RCTs with sham-control (inactive placebo laser blinded to the patient). Adult patients with acute (<6 weeks), subacute (6–12 weeks) or chronic (>12 weeks) low back pain. Assessment by independent researchers.
Wavelengths 632–1,064 nm. Power densities of 5 to 100 mW/cm². Doses of 0.1 to 12 J/cm². Number of sessions: 5 to 20. Protocol durations: 2 to 8 weeks. Pulsed and continuous application modes.
Pain intensity (VAS 0-100, NRS 0-10). Functional disability (Oswestry Disability Index, Roland-Morris). Quality of life (SF-36). Return to work. Patient satisfaction.

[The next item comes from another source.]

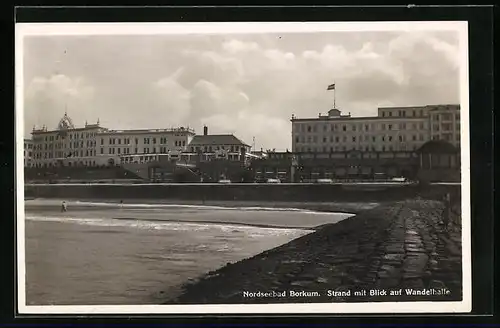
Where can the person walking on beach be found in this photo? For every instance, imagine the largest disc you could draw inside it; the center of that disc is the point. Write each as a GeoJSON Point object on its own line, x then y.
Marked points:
{"type": "Point", "coordinates": [64, 207]}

Reported side effects.
Cochrane RoB 2.0 tool: randomization, allocation concealment, participant/assessor blinding, missing data, selective outcomes. GRADE quality for each result. Meta-analysis using random effects model.
Chronic low back pain is the leading cause of disability worldwide and one of the most costly conditions for healthcare systems. This Cochrane review provides a decisive answer on the scientific utility of laser therapy as an alternative or complement to drug treatments.

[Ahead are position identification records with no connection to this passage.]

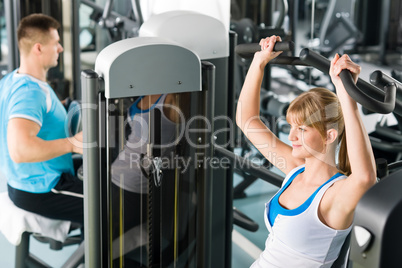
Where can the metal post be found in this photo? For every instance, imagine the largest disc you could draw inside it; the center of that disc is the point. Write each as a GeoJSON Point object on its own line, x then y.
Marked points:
{"type": "Point", "coordinates": [92, 199]}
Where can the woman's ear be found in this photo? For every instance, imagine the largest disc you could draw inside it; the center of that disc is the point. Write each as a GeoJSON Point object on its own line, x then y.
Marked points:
{"type": "Point", "coordinates": [332, 136]}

What fundamentally distinguishes LLLT from NSAIDs and opioids, the conventional treatments for low back pain, is the complete absence of systemic side effects. No gastrointestinal risk, no dependence, no drug interaction. For our patients on anticoagulant treatment or with a history of ulcers, this characteristic is decisive.
In our practice, we systematically combine LLLT with a targeted muscle-strengthening protocol, which potentiates the effects of each modality: laser reduces pain enough to allow active rehabilitation, which in turn addresses the structural cause of low back pain.
The persistence of effects at 3 months without additional treatment suggests an actual tissue regeneration mechanism, rather than simple pain masking. Our patients report a progressive improvement that consolidates over time.